No Goals, No Strategy, No Policy, No Timetable
"Innovative New Zealand:" No Goals, No Strategy, No Policy, No Timetable
ACT Finance Spokesman Rodney Hide said today that Helen Clark's hyped up Big Idea for Business was a burger with no meat.
"She's bought a broke airline and opened a dodgy bank - all with taxpayers' money - and now she thinks she understands business.
"There is nothing in her "Innovative New Zealand" strategy for business or for growth. It's just more Wellington sloganeering and policy gobbledegook.
"In 2000 it was "Closing the Gaps". In 2001 it was "Economic Transformation". Now it's "Innovative New Zealand".
"Helen Clark's other Big Ideas never got off the ground - nor will this one. It's again designed for PR spin rather than to deliver anything tangible. Helen Clark's spin doctors can't point to one concrete policy in the entire Prime Minister's statement that will assist New Zealand's economic performance.
"Helen Clark's fundamental premise is flawed. `Government Innovation' is oxymoronic. Private entrepreneurs free from excessive tax and red tape will drive innovation - not bureaucrats, not politicians, not Wellington committees.
"In 2001, Helen Clark set the goal of getting into the top half of the developed world's economic ladder in ten years. The Treasury estimate that would require an annual real growth rate of 4.6 to 7.4 percent, depending on the measure of GDP that is used.
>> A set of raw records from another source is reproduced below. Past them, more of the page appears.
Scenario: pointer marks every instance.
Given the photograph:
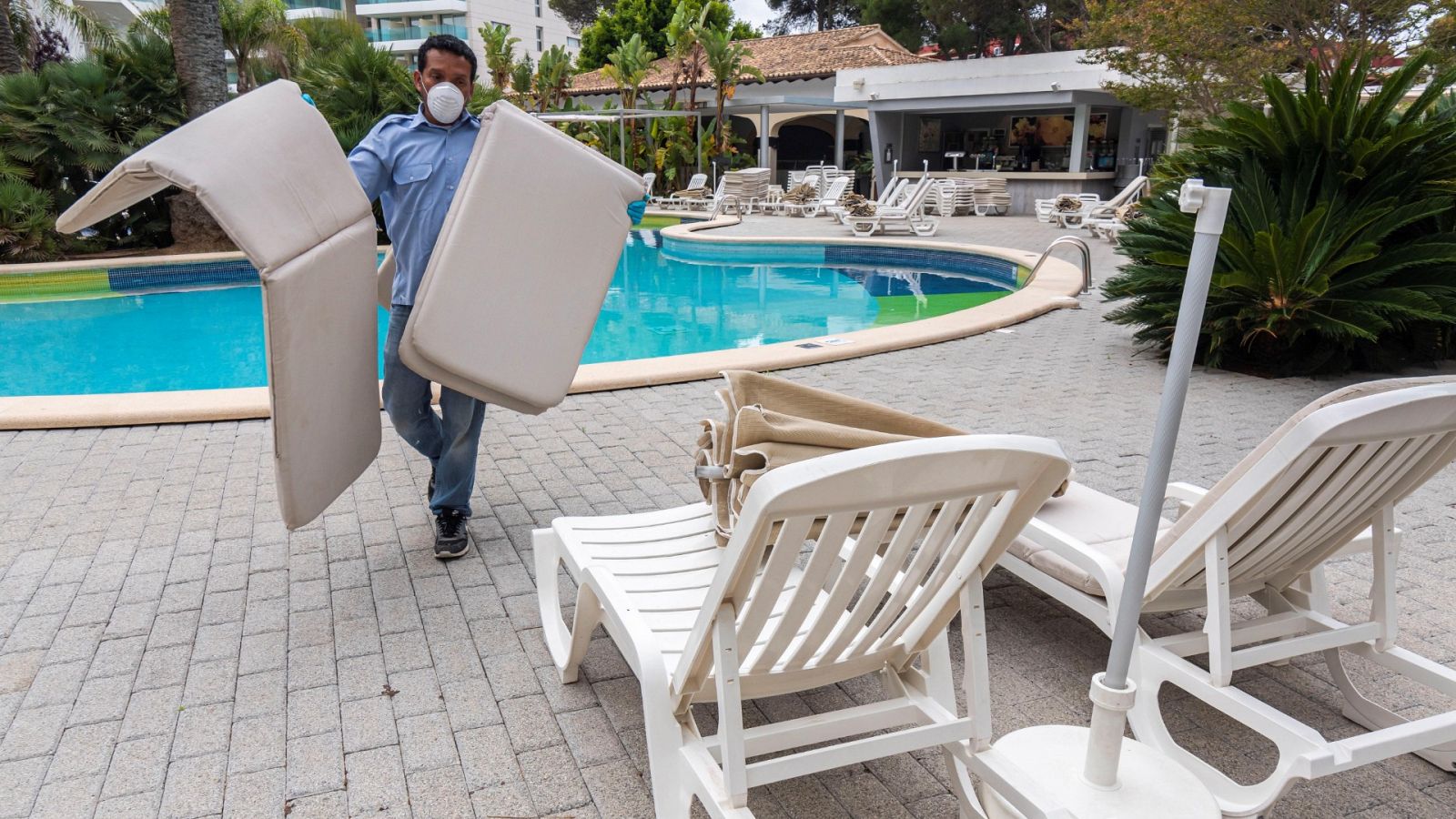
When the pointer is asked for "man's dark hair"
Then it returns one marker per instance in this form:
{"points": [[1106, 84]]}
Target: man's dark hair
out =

The target is a tough one - and requires much more than words, taskforces and talkfests.
"New Zealand's economic performance is measurably deteriorating under the Labour-Alliance government, despite spin to the contrary. Treasury's medium term outlook is for a poorer performance than we have had over the past ten years.
"The 2001 December Economic and Fiscal Update (DEFU) predicts that over the current parliamentary term, total economic growth in New Zealand will only match that of other developed countries. The DEFU projections for future years (averaging between two and three percent a year) show no signs of improvement.
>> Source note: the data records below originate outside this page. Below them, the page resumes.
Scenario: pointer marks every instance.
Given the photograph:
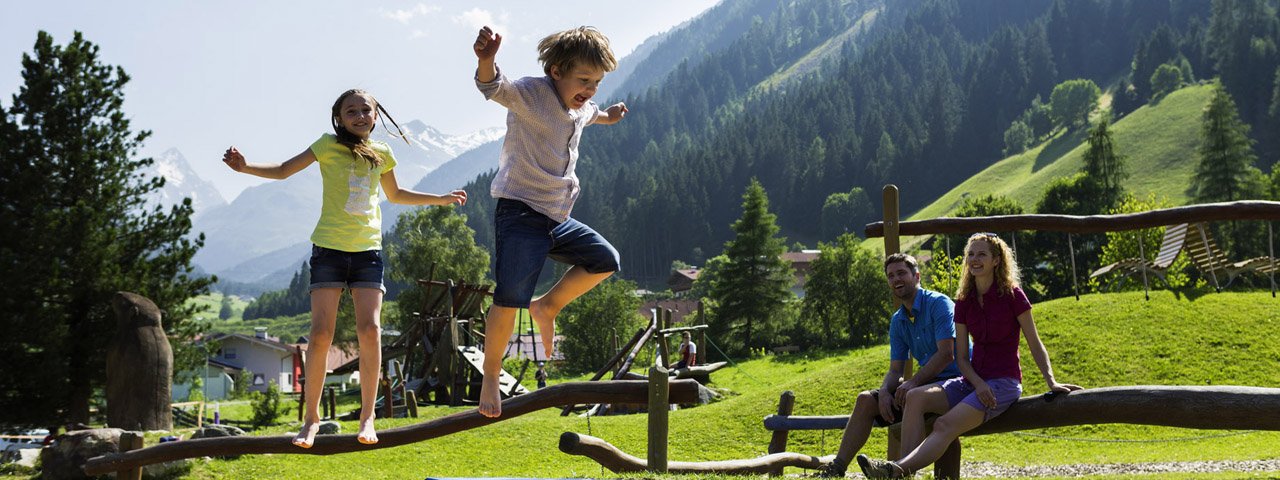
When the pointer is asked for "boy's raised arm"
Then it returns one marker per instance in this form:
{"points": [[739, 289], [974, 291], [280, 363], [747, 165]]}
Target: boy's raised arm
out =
{"points": [[487, 49]]}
"New Zealand's average growth rate over the 10 years to 2001 was 3.1 per cent - slightly above the advanced country average of 2.8 percent according to the International Monetary Fund. For the five years to 1996 - before Winston Peter's disastrous spend up - New Zealand averaged four percent annual growth.
"New Zealand's economic performance is deteriorating, not improving. Treasury is forecasting a poorer performance over the next ten years than the country actually realised over the last ten - and that was only mediocre.
"New Zealand has spluttered along buoyed up by a strong world economy, high commodity prices, favourable weather and a low dollar. Nothing of this has had anything to do with the Prime Minister.
"Helen Clark has had a devastating effect on business. She has:
· Upped the top rate of tax 18 percent;
· Re-monopolised the labour market;
· Re-nationalised ACC;
· Increased red-tape;
· Taken no action on the Resource Management Act;
· Retrospectively changed our tax laws back to 1986 to grab more cash.
"The growth strategy that New Zealand needs is the one that actually works - more freedom to do business and to work, and with more of what you earn staying in your own pocket and own business instead of being stuffed into the orchestra, the grievance gravy train, or a dopey state bank," Mr Hide said.